65th ISI World Statistics Congress 2025

65th ISI World Statistics Congress 2025

Bayesian Plant-Capture Methods for Estimating Population Size from Uncertain Plant Captures

Author

AB
Audrey Beliveau

Co-author

  • Y
    Yiran Wang
  • M
    Martin Lysy

Conference

65th ISI World Statistics Congress 2025

Format: IPS Abstract - WSC 2025

Keywords: bayesian hierarchical model, capture-recapture, homeless, missing-at-random

Session: IPS 733 - Bayesian Model Based Methods with Applications

Tuesday 7 October 2 p.m. - 3:40 p.m. (Europe/Amsterdam)

Abstract

Plant-capture is a capture-recapture method used to estimate the size of a population.

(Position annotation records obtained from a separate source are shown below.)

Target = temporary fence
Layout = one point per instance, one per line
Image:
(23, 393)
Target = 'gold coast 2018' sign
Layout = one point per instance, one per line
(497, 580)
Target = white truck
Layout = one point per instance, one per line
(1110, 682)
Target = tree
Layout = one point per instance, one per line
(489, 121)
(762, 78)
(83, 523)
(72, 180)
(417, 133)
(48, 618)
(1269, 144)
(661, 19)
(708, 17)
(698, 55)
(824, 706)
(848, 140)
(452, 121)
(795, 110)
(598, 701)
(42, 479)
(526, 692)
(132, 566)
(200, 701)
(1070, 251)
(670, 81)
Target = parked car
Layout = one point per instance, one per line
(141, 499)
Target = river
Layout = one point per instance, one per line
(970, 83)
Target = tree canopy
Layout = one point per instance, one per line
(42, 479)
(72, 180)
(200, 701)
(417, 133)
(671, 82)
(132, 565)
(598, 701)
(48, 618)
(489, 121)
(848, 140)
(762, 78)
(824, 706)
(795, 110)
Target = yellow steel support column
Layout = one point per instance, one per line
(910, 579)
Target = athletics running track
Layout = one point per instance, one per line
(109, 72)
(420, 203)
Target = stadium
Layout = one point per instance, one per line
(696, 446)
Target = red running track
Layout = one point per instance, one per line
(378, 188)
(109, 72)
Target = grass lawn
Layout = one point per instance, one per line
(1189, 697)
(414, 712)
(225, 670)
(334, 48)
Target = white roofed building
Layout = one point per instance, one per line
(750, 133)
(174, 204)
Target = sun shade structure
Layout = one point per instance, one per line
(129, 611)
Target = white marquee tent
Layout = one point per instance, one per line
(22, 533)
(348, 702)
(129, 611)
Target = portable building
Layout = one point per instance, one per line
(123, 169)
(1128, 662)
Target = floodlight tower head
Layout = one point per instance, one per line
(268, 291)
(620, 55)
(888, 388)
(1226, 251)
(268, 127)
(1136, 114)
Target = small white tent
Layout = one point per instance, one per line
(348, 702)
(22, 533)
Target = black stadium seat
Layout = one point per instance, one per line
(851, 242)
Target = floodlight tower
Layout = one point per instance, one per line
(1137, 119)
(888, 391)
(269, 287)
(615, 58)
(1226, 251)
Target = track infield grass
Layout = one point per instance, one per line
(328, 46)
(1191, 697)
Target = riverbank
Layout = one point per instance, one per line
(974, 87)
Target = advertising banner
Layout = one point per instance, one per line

In this method, decoys referred to as "plants" are introduced into the population. These plants are assumed to seamlessly blend with the population and are indistinguishable from regular individuals. The proportion of plants that are captured provides an estimate of capture probability. The inverse of this capture probability is then employed to extrapolate the population count into an estimate of the population size. However, existing plant-recapture methods typically do not consider the uncertainty in the capture status of the plants, particularly in the context of point-in-time surveys of the homeless. In this research, we introduce a range of Bayesian models designed to formally address this uncertainty. We validate the statistical performance of these models through simulation studies. Furthermore, we apply this novel methodology to estimate homeless population size in various U.S. cities in the context of the large-scale Shelter and Street-Night (S-night) survey conducted by the U.S. Census Bureau.